Unlike some other religious orders, the Sisters of Mercy are not monastic, living cloistered away from the rest of the world. Instead, their work is centered in the community, Doyle said, and that’s how they earned the name of “walking nuns.”

These days Doyle, who is also a published poet, keeps busy with a book club, watching classic movies and keeping up with politics. She also ministers to other nuns who are less independent than she is.

She still drives and also enjoys interacting with her large extended family. Only one of her siblings is still alive, but four family members were able to attend the jubilee Mass, which meant a lot to her, Doyle said.

Five other Sisters of Mercy  live in her apartment building, the Deering Pavilion, and they often get together, she said. They also share a weekly Saturday afternoon Mass in the first-floor chapel.

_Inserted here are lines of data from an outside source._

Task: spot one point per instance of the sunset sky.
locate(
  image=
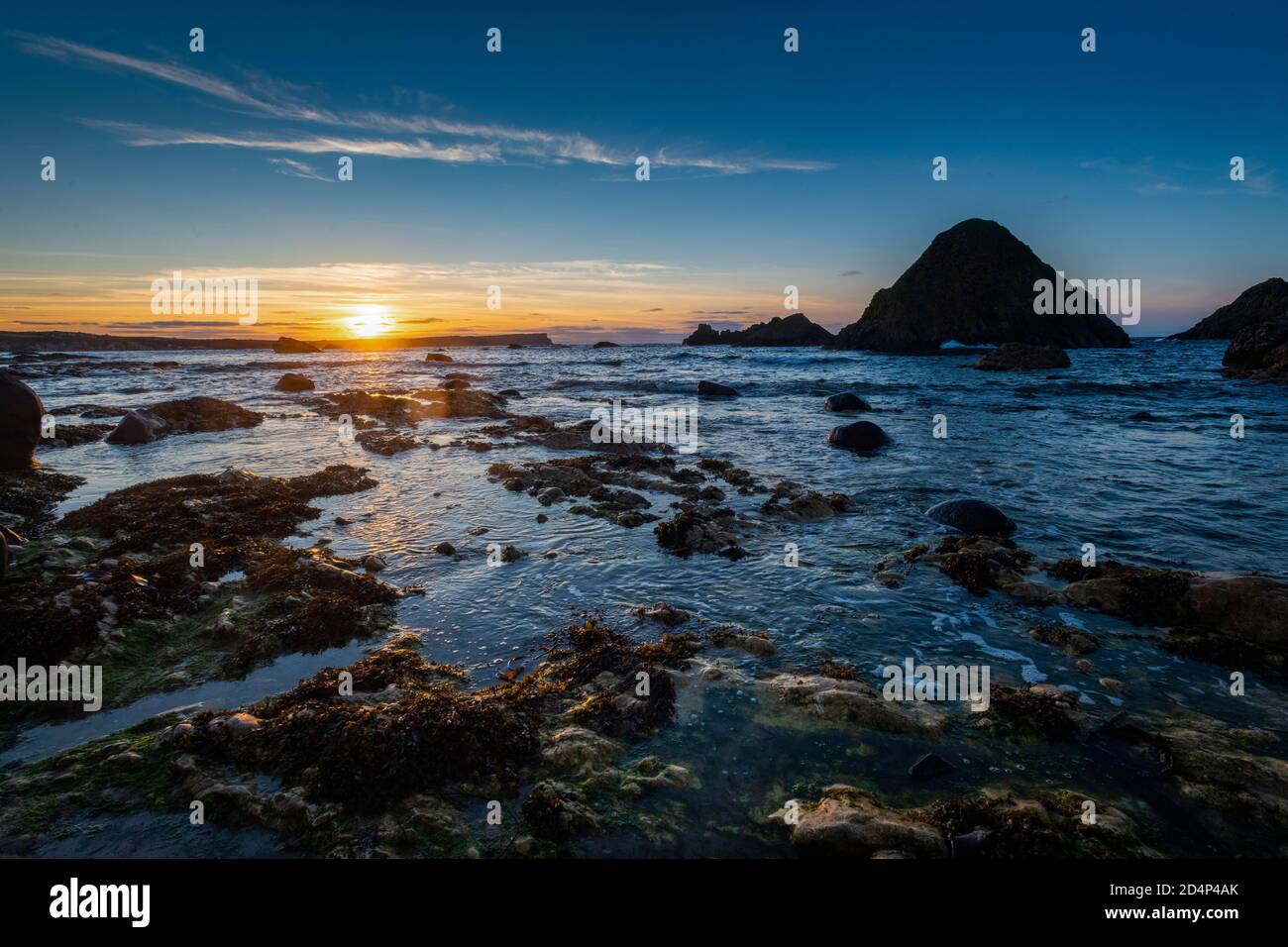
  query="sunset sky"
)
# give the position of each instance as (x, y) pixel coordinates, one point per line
(518, 169)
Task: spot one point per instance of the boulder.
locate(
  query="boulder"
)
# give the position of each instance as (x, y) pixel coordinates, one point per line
(181, 416)
(137, 428)
(846, 401)
(1020, 357)
(845, 823)
(861, 436)
(975, 285)
(284, 346)
(712, 389)
(973, 517)
(1266, 302)
(21, 411)
(790, 330)
(290, 381)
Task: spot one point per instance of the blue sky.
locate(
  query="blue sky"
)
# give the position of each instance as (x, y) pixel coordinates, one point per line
(518, 169)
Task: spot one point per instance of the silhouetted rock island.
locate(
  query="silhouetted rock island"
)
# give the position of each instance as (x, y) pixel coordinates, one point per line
(1265, 302)
(974, 285)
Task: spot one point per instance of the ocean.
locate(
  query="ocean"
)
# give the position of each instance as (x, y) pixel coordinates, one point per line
(1129, 450)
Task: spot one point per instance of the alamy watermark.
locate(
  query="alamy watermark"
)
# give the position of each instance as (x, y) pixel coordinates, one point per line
(675, 425)
(211, 296)
(915, 684)
(1069, 298)
(78, 684)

Doyle would encourage any young woman who has even a “small seed” of interest in joining a religious community to pray about it and talk to others who’ve chosen a life of service.

The Sisters of Mercy, which is now an international organization, currently has 45 nuns living and working in Maine, according to Cathy Walsh, communications specialist for the Sisters of Mercy – Northeast Community in Rhode Island. Fifteen years ago, she said there were approximately 91 sisters in Maine.

The Sisters of Mercy have 20 new women partaking in formation, Walsh said. Eleven of them are from the U.S. while the reminder are from the Caribbean, South America and the Philippines. Overall, she said, there are approximately 9,000 Sisters of Mercy worldwide.